Straightening Out the Straight-Through Estimator:
Overcoming Optimization Challenges in Vector Quantized Networks

Minyoung Huh1
Brian Cheung1 2
Pulkit Agrawal1
Phillip Isola1






This work examines the challenges of training neural networks using vector quantization using straight-through estimation. We find that a primary cause of training instability is the discrepancy between the model embedding and the code-vector distribution. We identify the factors that contribute to this issue, including the codebook gradient sparsity and the asymmetric nature of the commitment loss, which leads to misaligned code-vector assignments. We propose to address this issue via affine re-parameterization of the code vectors. Additionally, we introduce an alternating optimization to reduce the gradient error introduced by the straight-through estimation. Moreover, we propose an improvement to the commitment loss to ensure better alignment between the codebook representation and the model embedding. These optimization methods improve the mathematical approximation of the straight-through estimation and, ultimately, the model performance. We demonstrate the effectiveness of our methods on several common model architectures, such as AlexNet, ResNet, and ViT, across various tasks, including image classification and generative modeling.

We observe that a primary cause of training instability is attributed to a shift in the embedding distribution. As the embedding distribution P shifts, it misaligns with the codebook distribution C. The misalignment occurs due to the sparse, delayed, and inaccurate straight-through estimation used to update the codebook. The set of assigned code-vectors Q continuously shrinks as models are trained for longer. This phenomenon is referred to as "index collapse".

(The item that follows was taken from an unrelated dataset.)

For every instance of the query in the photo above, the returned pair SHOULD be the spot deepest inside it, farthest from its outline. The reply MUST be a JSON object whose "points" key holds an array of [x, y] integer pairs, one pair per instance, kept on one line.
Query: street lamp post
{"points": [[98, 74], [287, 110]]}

To reduce this divergence, we propose an affine re-parameterization of the code-vectors that can better match the moments of the embedding representation. An affine re-parameterization with shared parameters ensures that the code-vectors that do not have an assignment still receive gradients. The affine parameters can either be learned or computed using running statistics. This can be easily extended beyond a single affine parameter to a group.

We can directly observe the effect of affine re-parameterization by visualizing the P, C, and Q using a low-dimensional projection.

The inaccuracy of the straight-through-estimator is proportional to the error in the commitment loss -- the divergence between P and Q. In order to reduce the inaccurate estimation, we use a coordinate descent style optimization approach in which we first reduce the commitment loss before minimizing the task loss (alternated optimization).

Not only is the straight-through estimation inaccurate we find that the representation of the codebook is always delayed by a single iteration, resulting in a slowdown in convergence. We remove the delay in the codebook representation by further updating the codebook in the direction that minimizes task loss (synchronized commitment loss).

A toy example below shows how these changes affect the optimization trajectory.

Combining our proposed methods above, we get a consistent improvement in various VQ-based tasks, including generative modeling and image classification. The figure below is generated using MaskGIT* framework for CelebA. OPT refers to both alternating optimization + synchronized commitment loss. Refer to the main paper for additional results, including image classification.

(*Note: MaskGIT was trained without perceptual and discriminative loss to reduce training and memory overhead.)

Try our PyTorch code

For full examples using VQTorch with AutoEncoders and classification models see here.

Install our code [github]

      >>> git clone
      >>> cd vqtorch
      >>> pip install -e .
Integrate to your existing PyTorch code base.

        import torch
        from vqtorch.nn import VectorQuant

        # create VQ layer 
        vq_layer = VectorQuant(
                        feature_size=32,    # feature dimension corresponding to the vectors
                        num_codes=1024,     # number of codebook vectors
                        beta=0.98,          # (default: 0.95) commitment trade-off
                        kmeans_init=True,   # (default: False) whether to use kmeans++ init
                        norm=None,          # (default: None) normalization for input vector
                        cb_norm=None,       # (default: None) normalization for codebook vectors
                        affine_lr=10.0,     # (default: 0.0) lr scale for affine parameters
                        sync_nu=0.2,        # (default: 0.0) codebook synchronization contribution
                        replace_freq=20,    # (default: 0) frequency to replace dead codes
                        dim=-1              # (default: -1) dimension to be quantized

        # when using `kmeans_init`, a warmup is recommended 
        with torch.no_grad():
            z_e = torch.randn(1, 32, 32, 3).cuda()

        # standard forward pass 
        z_q, vq_dict = vq_layer(z_e) # equivalent to above

        >>> (1, 64, 64, 32)



Minyoung Huh would like to thank his lab members for helpful feedbacks. Minyoung Huh was funded by ONR MURI grant N00014-22-1-2740.